拓跋樓宇吃驚地看著楚桑,對於她連家裏最基本的人際關係都搞不明白,深表差異。

“我周遭所有講東突厥故事的侍婢都是父王的人,他們誰會跟我輕易談論父王的親情友情?”

“最多告訴我,阿史那沙澤狼子野心,舉旗謀反而已。”

對於東西突厥可汗間的關係,楚桑的確不太清楚。

不是她不想知道,而是真沒人跟她說。

“莫羅可汗和沙澤可汗是同父異母的兄弟,沙澤可汗是庶長子,莫羅可汗是嫡二子。”

“雖然兩人的身份不平等,但他們隻相差一個月,自幼一起長大,關係十分親密。”

“我聽我母後說,兩人小時候好到恨不得穿一條褲子、吃同一樣東西,兩人十歲那年,便是沙澤可汗啃過的烤羊腿,莫羅可汗都不介意哥哥的口水,繼續啃骨頭吃。”

“兩人還在薩滿大人麵前發誓,日後要一起娶媳婦。”

過去的故事,拓跋樓宇也隻是聽母親提起,畢竟他那時沒出生,對東西突厥可汗的關係毫不了解。

“不過大概是二十年前吧,兩人的關係才慢慢變得不好,到底是什麽原因導致他們不合並不清楚。”

“隻是在莫羅可汗繼承突厥王位的前幾個月,沙澤可汗忽然離開了突厥。”

“他隨便找了個理由,說自己要遊曆各國學習,再沒有回來過。”

“除了十七年前,他忽然暴躁地闖入莫羅可汗的營帳,將可汗打了一頓,這幾年一直沒有出現在人們的視野。”

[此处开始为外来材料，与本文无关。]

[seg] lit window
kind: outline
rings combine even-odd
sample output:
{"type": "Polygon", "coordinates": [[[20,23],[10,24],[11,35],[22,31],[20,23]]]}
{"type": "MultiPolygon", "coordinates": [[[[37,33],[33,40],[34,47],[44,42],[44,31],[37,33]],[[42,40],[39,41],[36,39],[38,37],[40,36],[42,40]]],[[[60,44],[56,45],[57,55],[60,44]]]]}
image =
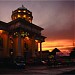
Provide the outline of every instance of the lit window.
{"type": "Polygon", "coordinates": [[[23,15],[24,18],[26,18],[26,15],[23,15]]]}
{"type": "Polygon", "coordinates": [[[20,15],[18,15],[18,17],[21,17],[20,15]]]}
{"type": "Polygon", "coordinates": [[[25,10],[23,12],[26,12],[25,10]]]}
{"type": "Polygon", "coordinates": [[[18,12],[21,12],[20,10],[18,10],[18,12]]]}

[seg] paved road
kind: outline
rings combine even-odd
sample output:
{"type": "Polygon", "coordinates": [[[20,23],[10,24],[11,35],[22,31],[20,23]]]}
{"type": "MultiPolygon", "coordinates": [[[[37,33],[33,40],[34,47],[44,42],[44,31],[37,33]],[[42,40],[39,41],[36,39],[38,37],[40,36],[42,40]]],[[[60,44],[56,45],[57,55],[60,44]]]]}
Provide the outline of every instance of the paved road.
{"type": "Polygon", "coordinates": [[[25,69],[1,68],[0,75],[57,75],[75,70],[74,67],[50,68],[48,66],[26,66],[25,69]]]}

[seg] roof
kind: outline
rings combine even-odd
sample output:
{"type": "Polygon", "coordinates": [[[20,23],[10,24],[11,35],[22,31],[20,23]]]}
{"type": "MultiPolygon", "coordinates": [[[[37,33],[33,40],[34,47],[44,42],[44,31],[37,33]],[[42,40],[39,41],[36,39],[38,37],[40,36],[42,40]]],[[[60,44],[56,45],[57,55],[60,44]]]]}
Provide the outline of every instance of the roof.
{"type": "Polygon", "coordinates": [[[42,27],[39,27],[39,26],[37,26],[37,25],[35,25],[35,24],[33,24],[33,23],[29,23],[28,21],[26,21],[25,19],[22,19],[22,18],[17,18],[17,19],[15,19],[15,20],[9,22],[8,24],[9,24],[9,25],[12,25],[12,24],[15,24],[15,23],[17,23],[17,22],[22,22],[22,23],[24,23],[24,24],[27,24],[28,26],[35,27],[35,28],[37,28],[37,29],[39,29],[39,30],[44,30],[42,27]]]}
{"type": "Polygon", "coordinates": [[[60,52],[60,50],[55,48],[52,52],[60,52]]]}
{"type": "Polygon", "coordinates": [[[0,25],[6,25],[7,23],[3,22],[3,21],[0,21],[0,25]]]}
{"type": "Polygon", "coordinates": [[[0,21],[0,29],[7,30],[8,24],[5,22],[0,21]]]}

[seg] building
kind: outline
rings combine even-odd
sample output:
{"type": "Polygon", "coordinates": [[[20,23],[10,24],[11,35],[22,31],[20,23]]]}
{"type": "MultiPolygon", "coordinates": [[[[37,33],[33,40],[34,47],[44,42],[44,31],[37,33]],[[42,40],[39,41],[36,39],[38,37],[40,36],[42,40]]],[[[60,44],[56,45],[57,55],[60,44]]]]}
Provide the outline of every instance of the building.
{"type": "Polygon", "coordinates": [[[46,37],[41,35],[44,29],[32,23],[32,12],[22,5],[12,11],[11,19],[9,23],[0,21],[0,58],[38,57],[38,43],[42,51],[46,37]]]}

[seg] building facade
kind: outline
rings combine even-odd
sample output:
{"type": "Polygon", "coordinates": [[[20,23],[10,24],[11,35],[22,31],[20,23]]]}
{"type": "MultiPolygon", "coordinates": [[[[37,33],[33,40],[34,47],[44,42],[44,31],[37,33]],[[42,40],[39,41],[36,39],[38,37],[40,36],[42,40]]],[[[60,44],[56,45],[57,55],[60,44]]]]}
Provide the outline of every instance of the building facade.
{"type": "Polygon", "coordinates": [[[32,12],[22,5],[12,11],[11,19],[9,23],[0,21],[0,58],[38,57],[38,43],[42,51],[46,37],[41,35],[44,29],[32,23],[32,12]]]}

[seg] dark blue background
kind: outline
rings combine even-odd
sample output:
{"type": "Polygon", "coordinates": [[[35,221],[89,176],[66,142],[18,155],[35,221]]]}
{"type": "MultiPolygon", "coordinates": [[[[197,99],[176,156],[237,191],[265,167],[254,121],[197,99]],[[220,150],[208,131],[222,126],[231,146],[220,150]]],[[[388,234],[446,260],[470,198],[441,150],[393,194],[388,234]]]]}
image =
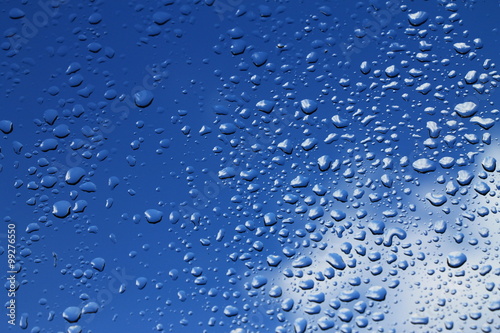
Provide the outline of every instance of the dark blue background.
{"type": "Polygon", "coordinates": [[[446,322],[453,322],[452,331],[499,330],[498,176],[481,166],[487,156],[499,158],[498,128],[486,130],[453,112],[474,101],[476,115],[498,120],[497,1],[0,4],[0,120],[14,127],[0,133],[1,275],[7,271],[7,225],[15,223],[20,284],[17,326],[4,317],[2,330],[78,332],[68,328],[63,312],[89,302],[99,311],[74,324],[83,332],[294,332],[301,318],[309,332],[320,330],[325,317],[332,332],[436,332],[449,328],[446,322]],[[428,19],[412,26],[408,15],[417,11],[428,19]],[[162,15],[168,21],[155,23],[162,15]],[[242,38],[236,38],[239,30],[242,38]],[[432,47],[420,50],[421,41],[432,47]],[[455,51],[461,42],[472,47],[468,54],[455,51]],[[243,46],[244,52],[236,51],[243,46]],[[257,52],[266,54],[262,66],[254,63],[257,52]],[[492,65],[484,65],[486,59],[492,65]],[[363,61],[371,64],[366,75],[363,61]],[[72,63],[80,69],[68,74],[72,63]],[[384,72],[391,65],[400,71],[395,78],[384,72]],[[412,76],[411,69],[422,74],[412,76]],[[464,83],[471,70],[488,73],[486,91],[464,83]],[[398,89],[384,88],[391,81],[398,89]],[[432,90],[418,92],[423,83],[432,90]],[[152,94],[152,103],[135,105],[138,92],[152,94]],[[304,99],[316,101],[317,111],[301,111],[304,99]],[[273,101],[269,114],[258,110],[262,100],[273,101]],[[53,124],[44,119],[47,109],[57,111],[53,124]],[[335,126],[334,115],[345,126],[335,126]],[[376,118],[363,124],[369,115],[376,118]],[[425,142],[430,121],[442,127],[435,148],[425,142]],[[223,124],[232,124],[234,133],[224,134],[223,124]],[[70,130],[65,138],[53,134],[60,125],[70,130]],[[200,133],[204,126],[211,131],[200,133]],[[484,133],[490,144],[481,141],[484,133]],[[329,134],[335,140],[325,142],[329,134]],[[446,135],[459,144],[446,144],[446,135]],[[304,149],[312,138],[317,145],[304,149]],[[56,139],[57,148],[44,152],[46,139],[56,139]],[[280,148],[285,139],[291,153],[280,148]],[[82,147],[75,149],[78,142],[82,147]],[[320,171],[324,155],[338,160],[339,169],[320,171]],[[437,163],[442,157],[456,164],[445,169],[437,163]],[[412,168],[420,158],[434,160],[436,171],[412,168]],[[85,176],[69,185],[65,175],[75,167],[85,176]],[[221,179],[224,168],[235,177],[221,179]],[[246,180],[240,173],[250,170],[255,178],[246,180]],[[445,194],[459,170],[476,175],[473,182],[445,194]],[[45,187],[42,180],[50,175],[57,181],[45,187]],[[299,175],[308,177],[307,187],[292,186],[299,175]],[[383,175],[392,186],[382,184],[383,175]],[[113,188],[114,179],[119,184],[113,188]],[[479,195],[479,181],[491,192],[479,195]],[[38,188],[30,189],[30,182],[38,188]],[[82,190],[85,182],[96,190],[82,190]],[[314,185],[326,194],[315,194],[314,185]],[[364,196],[356,198],[356,189],[364,196]],[[334,199],[336,190],[347,191],[346,202],[334,199]],[[428,193],[447,202],[434,207],[428,193]],[[297,202],[286,203],[287,194],[297,202]],[[88,205],[58,218],[52,211],[61,200],[88,205]],[[324,216],[315,219],[311,211],[320,207],[324,216]],[[161,211],[162,221],[148,223],[149,209],[161,211]],[[334,209],[347,217],[335,221],[334,209]],[[268,213],[277,216],[273,226],[265,224],[268,213]],[[368,230],[380,220],[385,235],[368,230]],[[441,220],[448,228],[437,233],[441,220]],[[32,223],[39,230],[28,232],[32,223]],[[390,228],[406,237],[395,236],[389,245],[390,228]],[[342,252],[346,243],[353,247],[349,254],[342,252]],[[447,265],[454,251],[467,256],[460,268],[447,265]],[[333,269],[329,253],[340,254],[348,267],[333,269]],[[281,264],[269,265],[269,255],[279,255],[281,264]],[[311,265],[294,267],[302,256],[311,265]],[[102,272],[92,267],[94,258],[105,260],[102,272]],[[491,272],[482,274],[488,265],[491,272]],[[206,284],[195,281],[199,275],[206,284]],[[259,276],[267,284],[256,288],[259,276]],[[301,287],[306,280],[315,281],[311,290],[301,287]],[[269,295],[273,286],[281,287],[281,297],[269,295]],[[370,299],[374,286],[387,291],[384,301],[370,299]],[[339,301],[347,290],[360,298],[339,301]],[[318,293],[325,300],[311,301],[318,293]],[[282,308],[286,298],[294,300],[292,311],[282,308]],[[364,313],[356,310],[358,301],[364,313]],[[319,313],[307,314],[315,305],[319,313]],[[227,316],[228,306],[238,314],[227,316]]]}

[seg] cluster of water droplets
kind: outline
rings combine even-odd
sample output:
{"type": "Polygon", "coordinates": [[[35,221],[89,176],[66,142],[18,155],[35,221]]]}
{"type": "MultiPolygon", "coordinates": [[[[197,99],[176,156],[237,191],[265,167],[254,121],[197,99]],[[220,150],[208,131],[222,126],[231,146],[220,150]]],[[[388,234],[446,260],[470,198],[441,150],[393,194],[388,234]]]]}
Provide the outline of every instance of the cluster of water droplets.
{"type": "Polygon", "coordinates": [[[500,75],[466,9],[320,2],[60,4],[26,42],[9,10],[21,328],[500,329],[500,75]]]}

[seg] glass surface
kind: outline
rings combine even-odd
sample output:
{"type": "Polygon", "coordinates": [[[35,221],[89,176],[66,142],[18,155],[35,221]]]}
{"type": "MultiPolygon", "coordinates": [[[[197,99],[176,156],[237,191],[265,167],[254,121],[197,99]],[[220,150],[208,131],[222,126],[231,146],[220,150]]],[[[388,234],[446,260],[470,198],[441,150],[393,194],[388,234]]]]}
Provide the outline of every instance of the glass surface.
{"type": "Polygon", "coordinates": [[[500,332],[498,1],[0,9],[1,332],[500,332]]]}

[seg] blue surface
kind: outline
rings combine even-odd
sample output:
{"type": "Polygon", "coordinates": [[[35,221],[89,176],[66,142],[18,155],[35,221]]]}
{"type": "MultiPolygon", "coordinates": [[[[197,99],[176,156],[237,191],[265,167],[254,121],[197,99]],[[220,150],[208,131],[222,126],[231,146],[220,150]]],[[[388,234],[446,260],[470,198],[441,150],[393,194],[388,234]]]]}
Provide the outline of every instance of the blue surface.
{"type": "Polygon", "coordinates": [[[2,332],[500,331],[498,1],[0,5],[2,332]]]}

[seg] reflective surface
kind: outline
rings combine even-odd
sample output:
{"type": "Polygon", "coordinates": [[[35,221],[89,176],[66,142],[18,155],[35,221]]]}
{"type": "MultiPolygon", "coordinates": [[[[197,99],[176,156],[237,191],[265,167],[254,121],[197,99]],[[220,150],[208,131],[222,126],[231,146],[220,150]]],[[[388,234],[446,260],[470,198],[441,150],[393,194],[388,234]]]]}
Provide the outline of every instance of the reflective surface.
{"type": "Polygon", "coordinates": [[[0,4],[2,332],[500,330],[497,2],[0,4]]]}

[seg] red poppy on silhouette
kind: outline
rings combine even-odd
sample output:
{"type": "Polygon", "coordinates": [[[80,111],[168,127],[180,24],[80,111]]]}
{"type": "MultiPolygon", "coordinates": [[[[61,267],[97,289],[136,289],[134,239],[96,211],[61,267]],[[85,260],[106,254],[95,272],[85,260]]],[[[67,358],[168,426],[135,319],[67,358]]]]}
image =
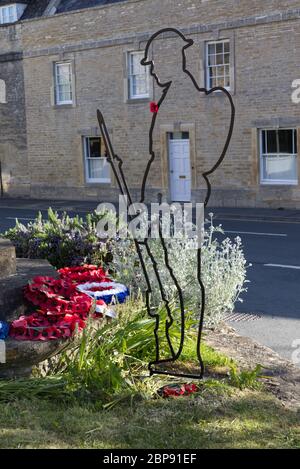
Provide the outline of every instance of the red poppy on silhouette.
{"type": "Polygon", "coordinates": [[[155,101],[151,101],[151,103],[150,103],[150,112],[152,112],[152,114],[157,114],[158,110],[159,110],[158,104],[155,101]]]}

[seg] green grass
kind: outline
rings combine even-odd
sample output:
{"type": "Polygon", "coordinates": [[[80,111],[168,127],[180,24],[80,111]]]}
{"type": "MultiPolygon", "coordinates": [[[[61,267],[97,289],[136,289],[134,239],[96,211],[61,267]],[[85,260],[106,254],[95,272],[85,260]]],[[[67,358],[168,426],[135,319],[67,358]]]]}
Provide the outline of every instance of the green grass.
{"type": "MultiPolygon", "coordinates": [[[[172,379],[147,377],[152,324],[127,308],[131,316],[79,336],[43,377],[0,381],[0,448],[300,447],[299,413],[266,391],[260,368],[240,371],[205,343],[199,393],[158,397],[172,379]]],[[[193,335],[182,356],[190,369],[193,335]]]]}
{"type": "Polygon", "coordinates": [[[196,398],[109,411],[47,400],[0,404],[1,448],[299,448],[299,415],[270,395],[208,386],[196,398]]]}
{"type": "Polygon", "coordinates": [[[86,396],[68,400],[59,377],[0,381],[0,448],[300,447],[299,413],[257,386],[257,377],[252,382],[253,371],[231,382],[236,364],[208,346],[202,352],[210,377],[184,398],[149,394],[170,382],[158,377],[107,409],[86,396]],[[245,376],[253,390],[239,389],[245,376]]]}

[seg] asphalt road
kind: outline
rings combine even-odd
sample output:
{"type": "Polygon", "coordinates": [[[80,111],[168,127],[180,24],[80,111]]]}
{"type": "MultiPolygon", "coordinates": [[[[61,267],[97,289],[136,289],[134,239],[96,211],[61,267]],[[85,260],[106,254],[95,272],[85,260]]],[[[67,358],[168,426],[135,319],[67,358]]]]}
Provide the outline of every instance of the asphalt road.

“三年前他自稱遊曆而歸,以最快速度籠絡突厥人心,招攬各個部落,迅速謀反。”

拓跋樓宇舉杯飲下楚桑倒來的馬奶酒,不自覺抿唇。

“會不會是因為王儲之位才關係疏遠?”

既然拓跋樓宇說阿史那沙澤曾在莫羅可汗繼位前夕,選擇離開,那很有可能是對這個結果不滿。

“不會,我母後說沙澤可汗從小到大都沒有爭王儲的心思,還說未來的可汗是隻能是弟弟。”

“當然也可能是因為他和莫羅可汗的關係一直很好,他不想因為爭王儲傷了和氣,才選擇放棄。”